George Washington was the totally unsuprising winner of the first U.S. Presidential election.  This is the first portrait painted from life after taking office in 1798 by John Ramage in New York City, the temporary capital.  Interestingly Washington still chose to be painted in his Continental Army uniform wish his Order of Cincinatus medal.

The least exciting Presidential Election in United States history was held on February 4, 1789.  On that day the votes of the first Electoral College under the shiny new Constitution were opened, read, and counted before the House of Representatives in the new temporary capital of New York City. Earlier, the Electors of each participating state had assembled in their capitals to cast their votes.  Of the 69 Electors who voted, 68 were Federalists—not yet a party but avowed supporters of the new Constitution—and one, from Georgia, was an Anti-Federalist.

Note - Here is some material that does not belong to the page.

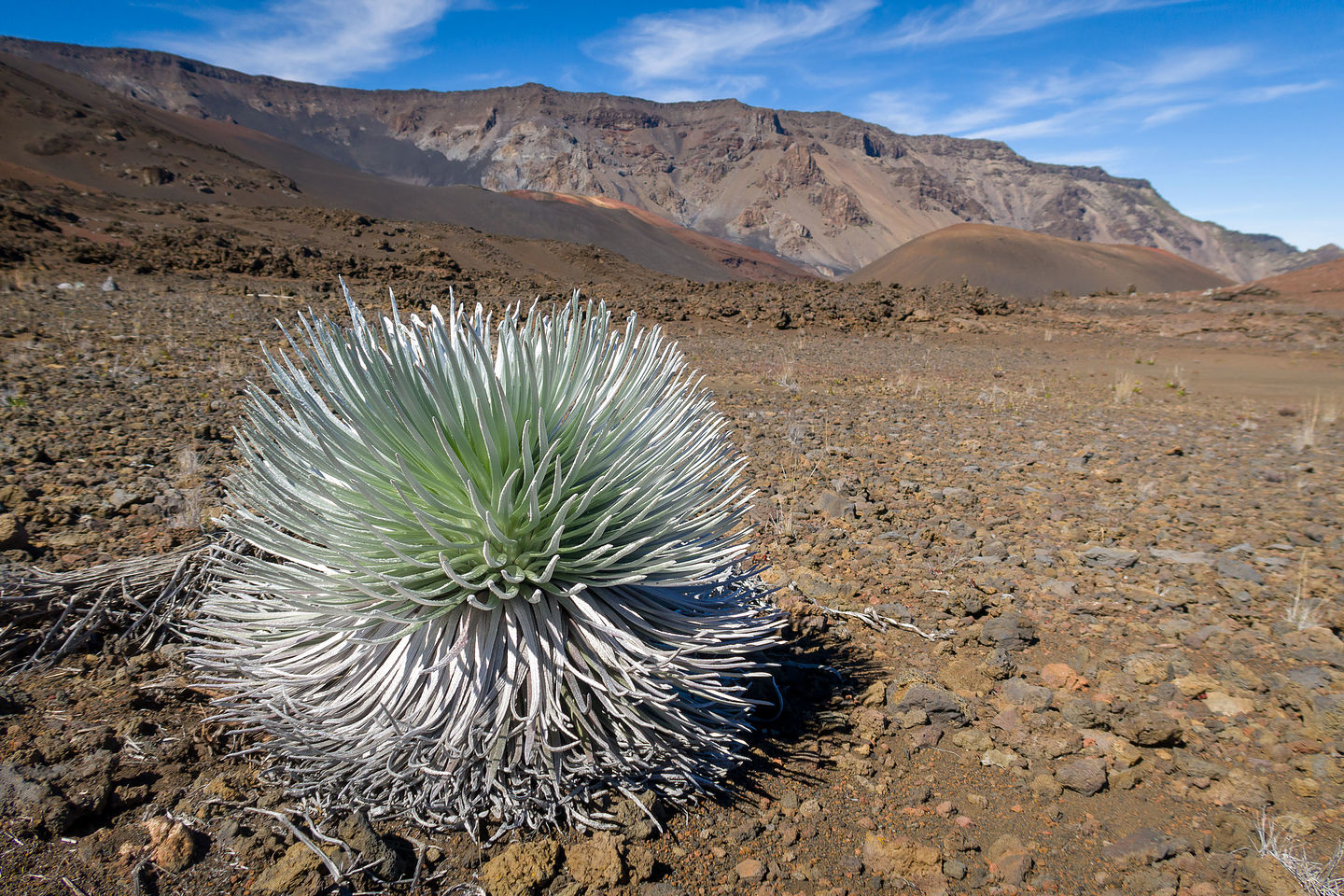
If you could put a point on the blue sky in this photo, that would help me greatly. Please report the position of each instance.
(1234, 110)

Electors were chosen in a variety of ways.  A minority were directly elected either state-wide or by Congressional or special electoral districts.  Most were elected by state legislatures, usually by a state’s upper chamber or Senate.  Because of that, property restrictions on voting, exclusion of Blacks slave or free, and of women, less than 1.3% of the adult population of the nation got to cast a popular vote for an elector, and thus indirectly for President.  The total popular vote was only 38,818.

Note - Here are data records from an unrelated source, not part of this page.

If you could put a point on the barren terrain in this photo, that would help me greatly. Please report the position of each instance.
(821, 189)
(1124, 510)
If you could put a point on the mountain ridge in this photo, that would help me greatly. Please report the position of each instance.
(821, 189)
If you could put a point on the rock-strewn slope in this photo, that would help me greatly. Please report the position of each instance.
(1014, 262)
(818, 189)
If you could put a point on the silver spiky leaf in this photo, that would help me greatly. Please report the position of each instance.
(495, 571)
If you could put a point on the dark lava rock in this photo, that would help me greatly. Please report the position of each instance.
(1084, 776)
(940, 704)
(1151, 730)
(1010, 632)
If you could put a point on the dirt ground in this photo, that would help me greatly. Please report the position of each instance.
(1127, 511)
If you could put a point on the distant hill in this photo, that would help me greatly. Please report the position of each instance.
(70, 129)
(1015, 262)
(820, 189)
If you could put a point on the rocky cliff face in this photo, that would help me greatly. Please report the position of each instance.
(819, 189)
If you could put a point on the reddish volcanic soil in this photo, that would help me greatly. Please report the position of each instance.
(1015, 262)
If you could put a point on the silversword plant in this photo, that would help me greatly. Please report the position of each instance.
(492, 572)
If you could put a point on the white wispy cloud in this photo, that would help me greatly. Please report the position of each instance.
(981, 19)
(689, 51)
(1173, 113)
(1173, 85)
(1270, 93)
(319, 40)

The first campaign buttons were literally clothing buttons like these brass ones for George Washington.
Only 10 of the 13 states participated in the election.  North Carolina and Rhode Island could not because they had not yet ratified the Constitution.  In New York Anti-Federalists led by Governor George Clinton and Federalists controlled by Alexander Hamilton deadlocked in the state legislature and failed to select their allotted eight Electors.  In addition, one Virginia district failed to report returns and was thus had no Elector.  One Virginia and two Maryland Electors did not vote. A total of 12 candidates were nominated for the Presidency, led by Revolutionary War Commander in Chief George Washington.  
 
A map showing Washington's sweep of the Electoral College--the only President ever elected unanimously.
But at first it was not certain that Washington would accept the post.  Other candidates either hoped that Washington would stay in Virginia, or hoped to be selected Vice President.  The candidates included the well-known— Minister to Great Britain John Adams, Governor John Hancock of Massachusetts, Secretary of Foreign Affairs under the Articles of Confederation John Jay, General Benjamin Lincoln, and governors of  Connecticut, South Carolina, and Georgia.  New York Governor Clinton was the best known Anti-Federalist.  And there were less well known candidates—Robert H. Harrison of Maryland, Georgia Secretary of State John Milton, and James Armstrong who was so obscure that historians are not entirely sure about who he was or if he was from Pennsylvania or from Georgia, where one Elector pledged to him was elected.
In fact all of the secondary candidates had at least one pledged Elector, with Adams leading the pack.
John Adams was elected Vice President by comming in second in the Electoral College.  Alexander Hamilton engeneered several votes to be witheld from Adams resulting in a very narrow margin of victory.  That would set the two future leaders of the emerging Federalsit Party at bitter odds with each other.
When Washington finally signaled his willingness to serve, all participating Electors cast their votes for him, making him the only man ever unanimously elected president with 69 votes.  But under the new Constitution, each Elector cast two votes for President.  The top total vote-getter—if he achieved a majority in the College—would be President and the second place finisher would be Vice President.  Although locked out of the procedure by New York’s stalemate, Alexander Hamilton, acting as a Federalist whip, made sure that votes were withheld from Adams to ensure a clear victory for Washington.  Other electors cast their second vote among the other candidates.  Adams won with 36 votes, only one more than the needed 35.
Adams felt slighted by Hamilton’s work to keep his support down among Federalists.  It was the beginning of a long, bitter rivalry for leadership of the Federalists as they morphed into a real political party.